The “Eagle Pass” was created to provide movement and self-regulation opportunities during the school day that is structured and accessible by all students. The pathway includes motor skill movements like tip-toeing along an “s” shaped line, hopscotch and wall push-ups.

“Participating in these sensory motor movement activities is one of the most beneficial ways for all children to engage with and retain the information they are being taught in school,” said PCSSD occupational therapist Michelle Keaton. “It makes lessons more engaging and memorable, helps them focus, regulates behaviors and emotions and helps foster an inclusive environment for all children to participate in.”
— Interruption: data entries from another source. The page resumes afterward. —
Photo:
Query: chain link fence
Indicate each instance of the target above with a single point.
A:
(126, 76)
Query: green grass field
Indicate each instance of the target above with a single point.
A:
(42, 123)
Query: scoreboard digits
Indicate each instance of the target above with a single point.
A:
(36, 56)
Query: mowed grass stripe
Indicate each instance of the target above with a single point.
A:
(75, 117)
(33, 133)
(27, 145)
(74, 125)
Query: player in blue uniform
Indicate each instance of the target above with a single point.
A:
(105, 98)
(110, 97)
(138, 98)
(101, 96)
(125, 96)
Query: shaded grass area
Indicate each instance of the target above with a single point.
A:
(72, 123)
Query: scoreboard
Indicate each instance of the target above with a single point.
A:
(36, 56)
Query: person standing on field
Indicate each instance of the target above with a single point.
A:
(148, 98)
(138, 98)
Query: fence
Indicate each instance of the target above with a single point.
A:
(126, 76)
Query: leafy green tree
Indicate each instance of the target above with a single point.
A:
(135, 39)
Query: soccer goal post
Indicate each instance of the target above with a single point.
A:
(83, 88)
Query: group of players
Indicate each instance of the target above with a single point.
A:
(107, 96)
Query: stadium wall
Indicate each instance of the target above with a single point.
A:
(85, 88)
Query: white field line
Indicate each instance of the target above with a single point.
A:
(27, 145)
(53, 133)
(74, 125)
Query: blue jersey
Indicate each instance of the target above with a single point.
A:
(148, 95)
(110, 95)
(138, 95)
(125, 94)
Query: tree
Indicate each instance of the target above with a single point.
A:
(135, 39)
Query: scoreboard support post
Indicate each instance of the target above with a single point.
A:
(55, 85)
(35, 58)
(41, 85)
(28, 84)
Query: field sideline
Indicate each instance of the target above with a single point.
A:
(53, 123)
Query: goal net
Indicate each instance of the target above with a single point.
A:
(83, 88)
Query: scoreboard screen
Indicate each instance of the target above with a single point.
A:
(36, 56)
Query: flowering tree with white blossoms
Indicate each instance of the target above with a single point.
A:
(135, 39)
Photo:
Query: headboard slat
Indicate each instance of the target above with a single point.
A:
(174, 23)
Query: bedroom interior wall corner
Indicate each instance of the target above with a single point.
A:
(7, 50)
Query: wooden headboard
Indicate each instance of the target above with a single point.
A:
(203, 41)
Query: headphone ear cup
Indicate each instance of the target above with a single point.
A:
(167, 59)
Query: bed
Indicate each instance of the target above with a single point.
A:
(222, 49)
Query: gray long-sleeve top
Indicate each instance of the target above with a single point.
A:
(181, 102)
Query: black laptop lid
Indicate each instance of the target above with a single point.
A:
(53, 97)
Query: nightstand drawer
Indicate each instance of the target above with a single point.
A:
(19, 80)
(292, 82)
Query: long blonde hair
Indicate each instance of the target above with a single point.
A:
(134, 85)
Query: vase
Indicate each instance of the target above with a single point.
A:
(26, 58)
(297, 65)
Specifically, the movement path encourages sensory processing, executive functioning, motor coordination, whole body strengthening, gross motor skills, visual motor processing, emotional regulation, increased focus, body awareness, and positive behavior.

Self-regulation is an evidence-based practice that helps students learn to independently regulate their own behaviors and act appropriately in a variety of home, school, and community-based situations. Movement is an important component in a self-regulation program.